# food coupon?



## aaronm10000 (Mar 31, 2021)

Hi,
A friend of mine is a Buddhist Monk. He will be traveling across country. The problem is he is forbidden from touching money and can not buy food for himself. Pushing the limits of the rules I can buy him a coupon. Does AMTRAK offer food coupons? I checked the website and found nothing.

Thanks
-Max


----------



## PVD (Mar 31, 2021)

Is he permitted to have a prepaid/debit type card? Many of those are acceptable, and keep in mind they are currently accepting no cash....
*Service Change*
Amtrak is temporarily accepting cashless payments in the Café. Additionally, Café cars are temporarily operating as carryout only.

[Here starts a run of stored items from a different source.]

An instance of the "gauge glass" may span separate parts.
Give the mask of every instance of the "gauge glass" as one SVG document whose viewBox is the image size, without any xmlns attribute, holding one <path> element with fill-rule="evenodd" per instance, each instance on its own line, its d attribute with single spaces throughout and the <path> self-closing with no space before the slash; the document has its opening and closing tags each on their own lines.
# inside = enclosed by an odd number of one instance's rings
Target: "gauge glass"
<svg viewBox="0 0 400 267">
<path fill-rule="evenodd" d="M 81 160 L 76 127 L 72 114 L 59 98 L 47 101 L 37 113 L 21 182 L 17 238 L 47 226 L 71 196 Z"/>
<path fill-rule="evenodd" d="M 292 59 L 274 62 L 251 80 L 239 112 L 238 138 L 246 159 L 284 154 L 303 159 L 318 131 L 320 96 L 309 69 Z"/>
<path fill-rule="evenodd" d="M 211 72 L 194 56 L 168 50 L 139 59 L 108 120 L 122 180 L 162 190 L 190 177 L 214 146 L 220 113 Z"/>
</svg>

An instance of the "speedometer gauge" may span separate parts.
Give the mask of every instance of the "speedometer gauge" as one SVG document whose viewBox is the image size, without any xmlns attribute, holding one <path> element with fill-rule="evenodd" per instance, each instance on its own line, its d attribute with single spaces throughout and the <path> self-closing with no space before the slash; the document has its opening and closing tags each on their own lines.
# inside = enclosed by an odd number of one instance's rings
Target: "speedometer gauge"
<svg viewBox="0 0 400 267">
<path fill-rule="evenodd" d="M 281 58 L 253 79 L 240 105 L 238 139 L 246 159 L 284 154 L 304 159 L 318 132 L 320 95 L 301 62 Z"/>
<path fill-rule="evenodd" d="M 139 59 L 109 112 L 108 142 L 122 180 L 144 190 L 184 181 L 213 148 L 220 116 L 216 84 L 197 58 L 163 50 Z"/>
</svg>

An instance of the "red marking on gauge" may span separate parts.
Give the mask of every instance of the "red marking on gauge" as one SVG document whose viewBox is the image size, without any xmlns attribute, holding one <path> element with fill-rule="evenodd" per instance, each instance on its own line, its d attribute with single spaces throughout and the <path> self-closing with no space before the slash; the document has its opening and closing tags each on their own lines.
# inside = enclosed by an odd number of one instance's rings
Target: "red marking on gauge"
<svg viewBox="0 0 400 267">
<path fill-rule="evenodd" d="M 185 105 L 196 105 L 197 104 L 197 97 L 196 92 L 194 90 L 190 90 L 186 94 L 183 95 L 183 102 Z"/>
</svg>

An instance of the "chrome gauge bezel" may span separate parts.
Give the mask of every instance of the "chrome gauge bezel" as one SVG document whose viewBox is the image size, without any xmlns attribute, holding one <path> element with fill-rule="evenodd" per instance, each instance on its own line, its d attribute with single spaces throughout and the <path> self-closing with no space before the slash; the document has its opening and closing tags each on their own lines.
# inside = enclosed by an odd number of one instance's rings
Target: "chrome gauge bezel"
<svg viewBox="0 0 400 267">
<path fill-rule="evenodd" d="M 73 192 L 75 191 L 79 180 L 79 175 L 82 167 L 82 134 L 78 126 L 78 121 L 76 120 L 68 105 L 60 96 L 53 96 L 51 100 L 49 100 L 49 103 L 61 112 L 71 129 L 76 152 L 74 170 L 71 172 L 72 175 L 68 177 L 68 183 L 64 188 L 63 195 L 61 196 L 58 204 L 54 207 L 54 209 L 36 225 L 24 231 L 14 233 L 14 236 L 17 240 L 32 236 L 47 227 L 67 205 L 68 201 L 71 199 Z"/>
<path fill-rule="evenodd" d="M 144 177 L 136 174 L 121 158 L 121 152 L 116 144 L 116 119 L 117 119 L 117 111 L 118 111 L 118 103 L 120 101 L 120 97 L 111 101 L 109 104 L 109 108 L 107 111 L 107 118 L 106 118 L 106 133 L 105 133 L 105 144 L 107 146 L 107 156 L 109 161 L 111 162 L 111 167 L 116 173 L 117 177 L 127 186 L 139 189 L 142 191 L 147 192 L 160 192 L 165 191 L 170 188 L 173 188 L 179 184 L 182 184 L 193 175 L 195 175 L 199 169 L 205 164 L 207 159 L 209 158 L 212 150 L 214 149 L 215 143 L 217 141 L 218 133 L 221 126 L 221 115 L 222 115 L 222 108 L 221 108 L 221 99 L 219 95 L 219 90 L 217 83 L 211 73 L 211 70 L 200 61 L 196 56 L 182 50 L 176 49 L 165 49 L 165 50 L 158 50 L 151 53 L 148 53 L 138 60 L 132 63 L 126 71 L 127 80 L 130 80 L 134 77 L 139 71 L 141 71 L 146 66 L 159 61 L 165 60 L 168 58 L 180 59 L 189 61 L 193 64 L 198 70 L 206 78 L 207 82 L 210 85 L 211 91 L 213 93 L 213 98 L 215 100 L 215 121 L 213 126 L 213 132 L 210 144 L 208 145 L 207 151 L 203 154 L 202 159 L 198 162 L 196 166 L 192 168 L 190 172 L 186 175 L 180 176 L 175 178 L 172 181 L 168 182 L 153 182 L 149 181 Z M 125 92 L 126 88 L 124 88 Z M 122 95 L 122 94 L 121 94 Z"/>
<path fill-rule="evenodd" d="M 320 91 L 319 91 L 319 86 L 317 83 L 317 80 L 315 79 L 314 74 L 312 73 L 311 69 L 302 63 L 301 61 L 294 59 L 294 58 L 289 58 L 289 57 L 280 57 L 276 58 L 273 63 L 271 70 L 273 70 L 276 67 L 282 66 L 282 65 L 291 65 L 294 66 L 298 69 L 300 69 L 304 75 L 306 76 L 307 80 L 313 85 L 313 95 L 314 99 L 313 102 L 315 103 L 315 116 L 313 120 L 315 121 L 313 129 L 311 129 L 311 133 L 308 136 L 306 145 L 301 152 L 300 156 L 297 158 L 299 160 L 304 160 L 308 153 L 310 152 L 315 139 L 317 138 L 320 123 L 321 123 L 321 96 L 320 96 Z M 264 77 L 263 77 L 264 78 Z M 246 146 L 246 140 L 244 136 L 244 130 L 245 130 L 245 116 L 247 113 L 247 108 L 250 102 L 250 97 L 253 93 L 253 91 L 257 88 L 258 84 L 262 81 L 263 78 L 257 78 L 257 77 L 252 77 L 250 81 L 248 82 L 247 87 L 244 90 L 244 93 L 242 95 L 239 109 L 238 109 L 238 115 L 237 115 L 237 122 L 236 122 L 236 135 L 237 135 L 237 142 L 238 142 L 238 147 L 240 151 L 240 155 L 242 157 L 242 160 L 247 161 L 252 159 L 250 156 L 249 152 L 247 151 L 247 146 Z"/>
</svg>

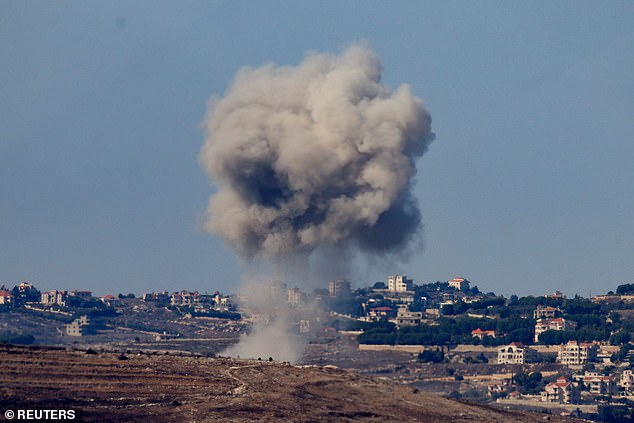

Amtrak does have gift cards they are not good for onboard purchases....


----------



## caravanman (Mar 31, 2021)

There are no "coupons" that I am aware of. 
Maybe stock up before the Amtrak ride with a full bowl?


----------



## aaronm10000 (Mar 31, 2021)

caravanman said:


> There are no "coupons" that I am aware of.
> Maybe stock up before the Amtrak ride with a full bowl?


Thank you for the info. Unfortunately he is forbidden from taking more than what is offered at one meal. Not the end of the world but may have to go hungry for a couple days.


----------



## Trogdor (Mar 31, 2021)

If he travels in a sleeping car, meals are included. He wouldn’t have to handle cash.


----------